Still, if your work friends are real friends, you find a way to stay in touch, if less frequently. If a relationship withers when you’re no longer working together, that doesn’t mean it wasn’t meaningful at the time! It just means those particular ties needed shared experiences for nourishment.

That kind of friendship was at risk from job change, too, not only retirement. It wasn’t meant to last a lifetime. And that’s OK.

It’s possible to develop other relationships like that, without a job -– with neighbors, by joining clubs, through volunteering. They take more effort and may not seem as intense as your transient work friendships were, but likely that’s because you’re not spending 40 hours a week together.

Losing who I am. This is a big one. If you’re a person whose identity is wrapped up in your work, it’s can be tough to imagine a new life without one. My career was a huge part of my self image. Who would I be if I wasn’t a journalist? What would I be like without professional ambitions?

I’ve just started exploring this in my first 10 months of retirement. And I see now that however scary it is to re-imagine and re-invent myself, it’s also a gift.
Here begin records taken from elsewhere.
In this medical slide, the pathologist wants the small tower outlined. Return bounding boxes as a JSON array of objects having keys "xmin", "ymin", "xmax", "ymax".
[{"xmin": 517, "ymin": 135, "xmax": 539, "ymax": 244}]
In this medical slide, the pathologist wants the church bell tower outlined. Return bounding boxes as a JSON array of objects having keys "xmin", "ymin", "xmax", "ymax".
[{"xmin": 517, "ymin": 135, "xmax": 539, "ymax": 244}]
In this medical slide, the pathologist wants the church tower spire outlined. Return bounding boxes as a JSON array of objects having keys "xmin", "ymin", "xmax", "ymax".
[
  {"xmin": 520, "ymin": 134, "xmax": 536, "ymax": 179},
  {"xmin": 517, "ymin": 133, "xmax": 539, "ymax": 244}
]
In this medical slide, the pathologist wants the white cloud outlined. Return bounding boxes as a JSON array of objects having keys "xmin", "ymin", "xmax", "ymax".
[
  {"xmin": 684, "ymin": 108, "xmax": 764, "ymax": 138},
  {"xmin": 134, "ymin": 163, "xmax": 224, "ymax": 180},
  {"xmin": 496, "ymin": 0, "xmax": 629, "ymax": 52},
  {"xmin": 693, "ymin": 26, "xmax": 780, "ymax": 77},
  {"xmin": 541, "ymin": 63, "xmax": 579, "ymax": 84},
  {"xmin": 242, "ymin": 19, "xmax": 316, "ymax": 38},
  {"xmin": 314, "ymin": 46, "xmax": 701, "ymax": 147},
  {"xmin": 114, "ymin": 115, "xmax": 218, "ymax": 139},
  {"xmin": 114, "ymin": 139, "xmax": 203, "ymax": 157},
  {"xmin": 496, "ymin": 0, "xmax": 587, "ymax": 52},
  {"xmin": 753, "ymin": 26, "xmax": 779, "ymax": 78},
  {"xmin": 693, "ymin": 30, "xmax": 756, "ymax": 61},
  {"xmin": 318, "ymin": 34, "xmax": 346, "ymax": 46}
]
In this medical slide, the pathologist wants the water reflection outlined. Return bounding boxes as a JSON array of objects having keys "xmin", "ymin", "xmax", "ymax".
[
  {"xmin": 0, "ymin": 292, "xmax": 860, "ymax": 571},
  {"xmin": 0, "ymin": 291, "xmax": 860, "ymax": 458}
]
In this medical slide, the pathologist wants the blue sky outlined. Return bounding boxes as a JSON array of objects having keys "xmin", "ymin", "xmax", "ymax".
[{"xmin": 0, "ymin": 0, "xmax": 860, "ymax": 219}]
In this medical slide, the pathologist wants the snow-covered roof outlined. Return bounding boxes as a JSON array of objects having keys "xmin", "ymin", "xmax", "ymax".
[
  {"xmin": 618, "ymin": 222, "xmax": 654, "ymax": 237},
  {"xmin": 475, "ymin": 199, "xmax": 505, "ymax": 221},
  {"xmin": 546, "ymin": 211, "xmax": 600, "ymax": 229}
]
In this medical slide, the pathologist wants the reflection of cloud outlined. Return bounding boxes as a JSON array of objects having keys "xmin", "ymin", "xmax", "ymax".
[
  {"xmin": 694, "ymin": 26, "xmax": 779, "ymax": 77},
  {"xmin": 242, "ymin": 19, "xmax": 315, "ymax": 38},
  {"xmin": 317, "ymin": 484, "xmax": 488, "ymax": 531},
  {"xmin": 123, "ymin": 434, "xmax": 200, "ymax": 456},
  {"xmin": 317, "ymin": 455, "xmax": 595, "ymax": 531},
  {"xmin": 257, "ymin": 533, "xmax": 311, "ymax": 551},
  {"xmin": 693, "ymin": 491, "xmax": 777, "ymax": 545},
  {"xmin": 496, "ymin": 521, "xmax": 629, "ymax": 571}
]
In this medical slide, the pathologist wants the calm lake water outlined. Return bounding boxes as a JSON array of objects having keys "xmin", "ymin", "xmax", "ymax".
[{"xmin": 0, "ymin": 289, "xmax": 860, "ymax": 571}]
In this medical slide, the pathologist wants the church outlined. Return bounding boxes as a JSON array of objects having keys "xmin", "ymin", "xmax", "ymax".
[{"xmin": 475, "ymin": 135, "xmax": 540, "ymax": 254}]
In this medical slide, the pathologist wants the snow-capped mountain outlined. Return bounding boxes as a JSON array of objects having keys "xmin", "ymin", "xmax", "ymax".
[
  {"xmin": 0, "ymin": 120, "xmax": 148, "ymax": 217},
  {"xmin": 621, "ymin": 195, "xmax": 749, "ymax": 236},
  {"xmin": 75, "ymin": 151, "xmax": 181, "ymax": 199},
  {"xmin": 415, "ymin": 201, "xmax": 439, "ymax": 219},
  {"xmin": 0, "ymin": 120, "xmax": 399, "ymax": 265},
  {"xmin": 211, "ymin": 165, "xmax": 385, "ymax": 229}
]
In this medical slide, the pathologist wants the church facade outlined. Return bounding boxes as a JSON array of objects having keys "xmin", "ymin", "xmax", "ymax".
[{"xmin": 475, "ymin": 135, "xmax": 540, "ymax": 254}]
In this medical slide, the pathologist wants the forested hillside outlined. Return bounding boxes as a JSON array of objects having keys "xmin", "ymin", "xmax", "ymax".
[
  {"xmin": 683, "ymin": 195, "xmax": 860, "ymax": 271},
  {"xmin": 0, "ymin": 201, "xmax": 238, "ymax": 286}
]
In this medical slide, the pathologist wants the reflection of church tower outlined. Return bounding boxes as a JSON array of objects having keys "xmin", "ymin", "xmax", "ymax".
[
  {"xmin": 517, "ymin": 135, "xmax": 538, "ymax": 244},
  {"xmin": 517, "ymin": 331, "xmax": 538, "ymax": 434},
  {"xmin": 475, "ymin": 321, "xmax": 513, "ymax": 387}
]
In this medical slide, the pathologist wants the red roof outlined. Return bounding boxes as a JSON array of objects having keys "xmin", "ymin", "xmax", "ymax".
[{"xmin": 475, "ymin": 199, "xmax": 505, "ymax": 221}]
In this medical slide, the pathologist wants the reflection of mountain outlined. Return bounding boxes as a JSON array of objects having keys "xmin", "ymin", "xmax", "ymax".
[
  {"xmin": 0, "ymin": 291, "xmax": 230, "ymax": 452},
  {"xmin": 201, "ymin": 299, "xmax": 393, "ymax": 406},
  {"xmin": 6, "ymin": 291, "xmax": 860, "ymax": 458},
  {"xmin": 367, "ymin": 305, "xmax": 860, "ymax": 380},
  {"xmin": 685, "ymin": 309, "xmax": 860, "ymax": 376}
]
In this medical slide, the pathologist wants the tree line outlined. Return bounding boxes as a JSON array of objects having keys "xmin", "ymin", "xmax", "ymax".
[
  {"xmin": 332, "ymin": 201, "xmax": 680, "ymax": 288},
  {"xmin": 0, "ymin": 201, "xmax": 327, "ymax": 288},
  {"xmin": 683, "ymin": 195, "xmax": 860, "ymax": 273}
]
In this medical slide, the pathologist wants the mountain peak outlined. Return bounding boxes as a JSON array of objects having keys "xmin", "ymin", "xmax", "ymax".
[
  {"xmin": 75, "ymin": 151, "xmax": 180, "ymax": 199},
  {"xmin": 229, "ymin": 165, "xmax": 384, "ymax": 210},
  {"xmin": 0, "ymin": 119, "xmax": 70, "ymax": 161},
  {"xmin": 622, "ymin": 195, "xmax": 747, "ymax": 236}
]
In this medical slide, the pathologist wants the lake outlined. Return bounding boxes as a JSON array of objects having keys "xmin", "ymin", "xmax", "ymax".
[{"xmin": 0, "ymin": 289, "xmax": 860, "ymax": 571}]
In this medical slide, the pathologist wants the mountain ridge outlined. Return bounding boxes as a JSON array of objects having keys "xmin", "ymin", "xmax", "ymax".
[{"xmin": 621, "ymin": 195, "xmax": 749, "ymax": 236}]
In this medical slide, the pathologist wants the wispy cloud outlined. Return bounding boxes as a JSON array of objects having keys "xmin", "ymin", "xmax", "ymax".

I have the luxury of examining my ‘Type A’ personality with fresh eyes. I’ve got more mental and emotional space to come to terms with being older, without layering on working in an industry that doesn’t exactly see decades of experience as a positive.

I still stress about a lot of things. I retired, I didn’t get a personality transplant! 😂 But I’m working on that too.

Losing the prestige of having a professional persona. I’ve written about this before, but it’s been less challenging than I imagined to craft a revised self image based more on who I am and less on what I do.

But I’ll be honest here: I still get pangs at times. Remembering this time last year, when co-workers were telling me how they’d miss me (and my work), makes me a little sad. Feeling like I mattered to my co-workers felt good. Now I know that they’ve long since moved on from needing me doing what I used to do. No one is irreplaceable – especially at my level!

But would feeling needed like that be worth working 40+ hours a week again? For me, the answer is no. I’m happy to leave the back-to-back-to-back meetings behind.